Strychnos gaultheriana, Pierre. (Tonchino). N. O. Loganiaceæ. Tintura di corteccia essiccata.
Clinica
Albuminuria / Foruncoli / Carbonchi / Eczema pustoloso / Idrofobia / Lebbra / Paralisi / Prurigo / Sifilide / Ulcere
Caratteristiche
Hoang-nan è una pianta originaria del Tonchino, dove gode di grande reputazione come rimedio per la lebbra, l’idrofobia, i morsi di serpente e le malattie della pelle. In un articolo di Sir Sherston Baker (Brit. Med. Journ., 30 marzo 1889- H. W., xxiv. 371), si afferma che il medicinale chiamato Hoang-nan è una polvere e contiene l.5 parti di allume, l.5 parti di realgar, 2.5 di Hoang-nan. Si aggiunge però che quest’ultimo è il componente più importante e può essere impiegato da solo. La pianta appartiene alla famiglia degli Strychnos e contiene sia Strychnia sia Brucea, quest’ultima in quantità preponderante. La polvere rossa della corteccia contiene le proprietà più attive. Il metodo locale di preparazione del medicinale consiste nell’inumidire la miscela delle tre polveri con un po’ di aceto e nel formare con la pasta pillole del diametro di circa un centimetro. Assunte da una persona sana, queste pillole producono: Affaticamento, malessere generale, vertigine, formicolio alle mani e ai piedi, movimenti involontari della mandibola. Quando una persona viene morsa da un animale velenoso, si somministra nell’aceto una dose di tre o quattro grammi e, se nessuno di questi sintomi compare, si ritiene che il medicinale sia antagonizzato e la dose viene aumentata finché alcuni dei sintomi non si manifestano; allora il veleno è considerato distrutto. L’uso di alcol è vietato mentre il paziente assume questo medicinale. L’aceto sembra modificarne la virulenza. Negli animali avvelenati con esso, le convulsioni tetaniche iniziano sempre negli arti posteriori e si estendono a tutto il corpo. Cervello, fegato, reni e polmoni furono riscontrati congesti post mortem.
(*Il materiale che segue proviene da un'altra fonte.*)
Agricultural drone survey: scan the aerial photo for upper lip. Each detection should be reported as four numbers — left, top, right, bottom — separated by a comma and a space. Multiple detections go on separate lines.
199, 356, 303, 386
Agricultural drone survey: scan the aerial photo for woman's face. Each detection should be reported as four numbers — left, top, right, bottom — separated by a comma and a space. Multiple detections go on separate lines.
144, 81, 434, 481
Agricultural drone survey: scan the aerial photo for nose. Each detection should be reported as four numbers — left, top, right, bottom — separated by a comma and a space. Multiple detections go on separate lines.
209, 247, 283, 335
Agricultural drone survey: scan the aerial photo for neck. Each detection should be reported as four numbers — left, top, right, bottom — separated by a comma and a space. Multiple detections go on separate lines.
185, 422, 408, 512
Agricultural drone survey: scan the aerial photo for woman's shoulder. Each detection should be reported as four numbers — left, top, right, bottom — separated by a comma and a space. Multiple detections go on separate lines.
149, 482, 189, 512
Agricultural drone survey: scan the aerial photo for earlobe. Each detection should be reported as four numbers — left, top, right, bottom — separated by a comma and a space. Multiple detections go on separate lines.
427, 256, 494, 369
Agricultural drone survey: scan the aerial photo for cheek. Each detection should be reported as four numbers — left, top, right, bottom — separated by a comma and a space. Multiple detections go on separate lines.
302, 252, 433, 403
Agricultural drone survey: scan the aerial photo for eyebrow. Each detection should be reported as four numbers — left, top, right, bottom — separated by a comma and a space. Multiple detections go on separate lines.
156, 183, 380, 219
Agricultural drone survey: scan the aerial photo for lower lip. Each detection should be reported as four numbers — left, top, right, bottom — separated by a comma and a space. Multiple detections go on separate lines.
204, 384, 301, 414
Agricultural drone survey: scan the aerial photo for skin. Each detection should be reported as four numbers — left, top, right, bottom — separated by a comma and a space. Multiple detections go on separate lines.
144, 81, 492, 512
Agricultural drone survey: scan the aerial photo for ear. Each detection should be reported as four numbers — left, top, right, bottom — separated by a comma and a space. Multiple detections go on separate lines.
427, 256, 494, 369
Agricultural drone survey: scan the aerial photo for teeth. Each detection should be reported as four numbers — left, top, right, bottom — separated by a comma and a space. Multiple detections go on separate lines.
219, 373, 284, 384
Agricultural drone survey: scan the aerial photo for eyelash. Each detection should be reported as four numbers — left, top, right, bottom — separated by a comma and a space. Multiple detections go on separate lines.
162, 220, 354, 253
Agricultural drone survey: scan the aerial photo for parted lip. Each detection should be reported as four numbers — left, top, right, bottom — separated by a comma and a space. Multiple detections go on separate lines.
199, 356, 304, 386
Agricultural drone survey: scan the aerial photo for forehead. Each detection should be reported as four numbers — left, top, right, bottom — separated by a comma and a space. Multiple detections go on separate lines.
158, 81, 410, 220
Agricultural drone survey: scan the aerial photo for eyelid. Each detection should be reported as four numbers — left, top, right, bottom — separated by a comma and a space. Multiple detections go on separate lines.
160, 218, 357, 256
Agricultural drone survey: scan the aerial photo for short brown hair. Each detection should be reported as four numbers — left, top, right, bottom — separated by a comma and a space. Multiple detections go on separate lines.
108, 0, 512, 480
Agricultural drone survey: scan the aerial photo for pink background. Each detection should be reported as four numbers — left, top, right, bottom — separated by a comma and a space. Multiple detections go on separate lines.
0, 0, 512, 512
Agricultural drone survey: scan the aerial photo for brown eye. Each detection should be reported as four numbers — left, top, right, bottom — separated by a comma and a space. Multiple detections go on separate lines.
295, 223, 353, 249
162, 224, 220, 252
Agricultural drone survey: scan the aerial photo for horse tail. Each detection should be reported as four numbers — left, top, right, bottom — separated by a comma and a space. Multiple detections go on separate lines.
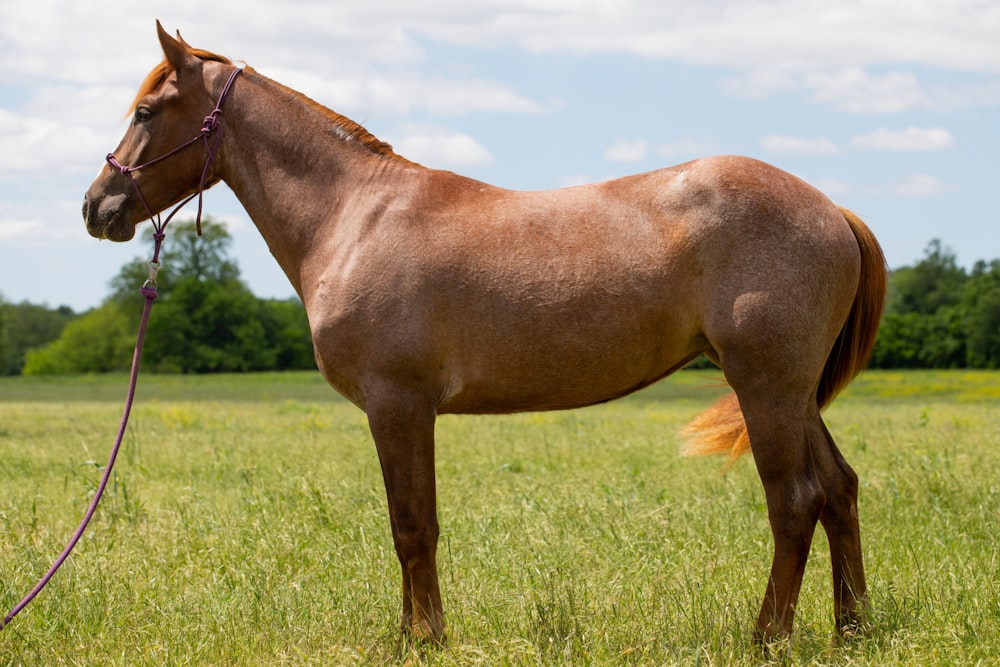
681, 208, 888, 462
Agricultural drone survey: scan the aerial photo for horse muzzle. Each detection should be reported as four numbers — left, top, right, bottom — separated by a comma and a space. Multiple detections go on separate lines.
83, 193, 135, 242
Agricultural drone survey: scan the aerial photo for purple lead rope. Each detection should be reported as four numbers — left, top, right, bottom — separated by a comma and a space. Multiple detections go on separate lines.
0, 274, 160, 629
0, 68, 243, 630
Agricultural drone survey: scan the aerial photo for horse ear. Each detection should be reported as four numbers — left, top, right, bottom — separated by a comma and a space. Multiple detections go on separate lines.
156, 21, 197, 72
177, 30, 191, 51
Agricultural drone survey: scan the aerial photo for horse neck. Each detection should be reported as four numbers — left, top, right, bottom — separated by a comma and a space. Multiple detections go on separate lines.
220, 68, 423, 296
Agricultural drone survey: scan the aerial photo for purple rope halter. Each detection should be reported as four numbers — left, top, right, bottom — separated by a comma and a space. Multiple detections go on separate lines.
0, 68, 243, 630
106, 67, 243, 245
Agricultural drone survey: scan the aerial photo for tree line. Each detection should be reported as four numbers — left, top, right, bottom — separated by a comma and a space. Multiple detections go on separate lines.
0, 219, 316, 375
0, 224, 1000, 375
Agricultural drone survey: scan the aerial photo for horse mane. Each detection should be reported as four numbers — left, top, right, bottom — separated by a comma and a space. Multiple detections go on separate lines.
254, 67, 414, 164
133, 49, 410, 162
126, 46, 233, 115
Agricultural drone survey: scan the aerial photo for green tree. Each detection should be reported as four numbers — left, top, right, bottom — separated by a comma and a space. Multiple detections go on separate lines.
963, 259, 1000, 368
0, 301, 76, 375
25, 219, 315, 374
886, 239, 967, 315
145, 276, 276, 373
22, 301, 134, 375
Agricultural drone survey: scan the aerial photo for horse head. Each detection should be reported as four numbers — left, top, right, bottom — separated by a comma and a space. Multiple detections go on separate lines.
83, 21, 231, 241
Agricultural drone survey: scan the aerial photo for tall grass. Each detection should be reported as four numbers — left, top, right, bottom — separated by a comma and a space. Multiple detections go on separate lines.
0, 372, 1000, 665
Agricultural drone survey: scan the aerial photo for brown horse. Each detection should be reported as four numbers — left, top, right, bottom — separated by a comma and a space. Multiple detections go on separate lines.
84, 24, 886, 640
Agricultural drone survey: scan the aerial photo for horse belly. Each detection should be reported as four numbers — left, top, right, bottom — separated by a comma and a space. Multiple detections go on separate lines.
439, 308, 701, 413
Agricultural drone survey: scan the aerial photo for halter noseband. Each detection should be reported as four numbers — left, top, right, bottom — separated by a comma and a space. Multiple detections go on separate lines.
106, 67, 243, 262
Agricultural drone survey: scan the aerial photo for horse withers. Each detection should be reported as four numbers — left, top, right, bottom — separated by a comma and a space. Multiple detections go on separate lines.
84, 24, 886, 641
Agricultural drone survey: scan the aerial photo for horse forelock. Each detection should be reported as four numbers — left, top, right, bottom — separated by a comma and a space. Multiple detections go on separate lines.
126, 47, 233, 115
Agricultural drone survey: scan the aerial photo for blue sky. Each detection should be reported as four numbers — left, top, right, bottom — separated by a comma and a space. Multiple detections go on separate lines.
0, 0, 1000, 310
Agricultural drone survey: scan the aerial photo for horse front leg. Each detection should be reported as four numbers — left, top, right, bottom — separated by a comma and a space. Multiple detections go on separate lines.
366, 392, 445, 642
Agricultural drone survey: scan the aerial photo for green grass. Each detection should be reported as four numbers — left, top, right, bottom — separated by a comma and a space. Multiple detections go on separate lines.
0, 371, 1000, 665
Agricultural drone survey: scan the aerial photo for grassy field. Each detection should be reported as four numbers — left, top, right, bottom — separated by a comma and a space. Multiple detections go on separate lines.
0, 371, 1000, 666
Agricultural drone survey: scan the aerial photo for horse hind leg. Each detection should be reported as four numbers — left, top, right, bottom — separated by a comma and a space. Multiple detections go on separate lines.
737, 392, 826, 643
809, 412, 868, 636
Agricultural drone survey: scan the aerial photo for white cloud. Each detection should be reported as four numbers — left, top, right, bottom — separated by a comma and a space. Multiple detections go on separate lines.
604, 139, 649, 162
656, 138, 719, 159
851, 126, 955, 151
760, 134, 840, 155
804, 67, 931, 113
393, 125, 494, 168
889, 174, 958, 197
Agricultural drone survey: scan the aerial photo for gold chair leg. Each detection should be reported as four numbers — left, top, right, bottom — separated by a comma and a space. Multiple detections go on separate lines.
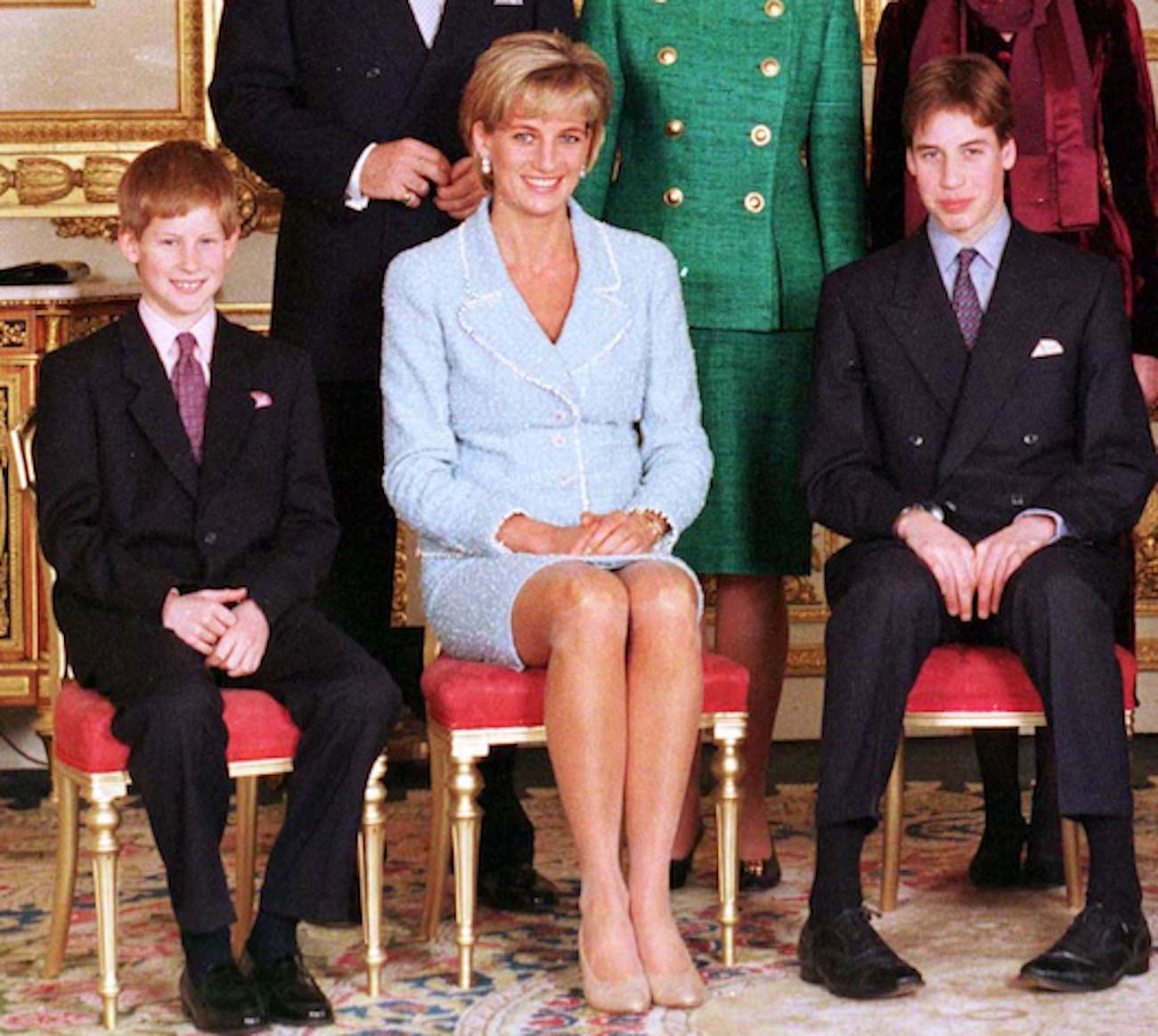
231, 776, 257, 958
44, 771, 80, 978
449, 755, 482, 990
358, 753, 386, 997
420, 723, 451, 942
85, 796, 120, 1029
1062, 816, 1083, 910
880, 730, 904, 911
713, 728, 745, 967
Nel 1883 fu condotta una patogenesia del medicamento su sette persone (N. A. J. H., marzo 1886), che produsse pochi sintomi. Secondo Hansen, anche la prurigo, l’eczema pustoloso nelle regioni ricche di ghiandole sebacee (viso, collo, genitali), i foruncoli, i carbonchi, la sifilide costituzionale, il cancro delle ghiandole e la malnutrizione generale sono indicazioni del rimedio, la cui dose è da 5 a 30 gocce di tintura tre volte al giorno.
Relazioni
Confrontare. Nux v., Curare, Angustura, Brucea antidys., Hydrocotyle.
1. Mente
Stanchezza mentale; indisposizione allo sforzo.
2. Testa
Vertigine; cefalea.
12, 13. Addome e feci. . Colica e diarrea.
14. Organi urinari
Albuminuria (in quattro sperimentatori). Cilindri mucosi (due sperimentatori).
24. Generalità
Migliora la nutrizione in generale, soprattutto nella sifilide costituzionale. Convulsioni tetaniche che iniziano nelle gambe e si diffondono a tutto il corpo. Affezioni ghiandolari.
25. Pelle
Ulcere maligne; eczema pustoloso; foruncoli; carbonchi; lebbra.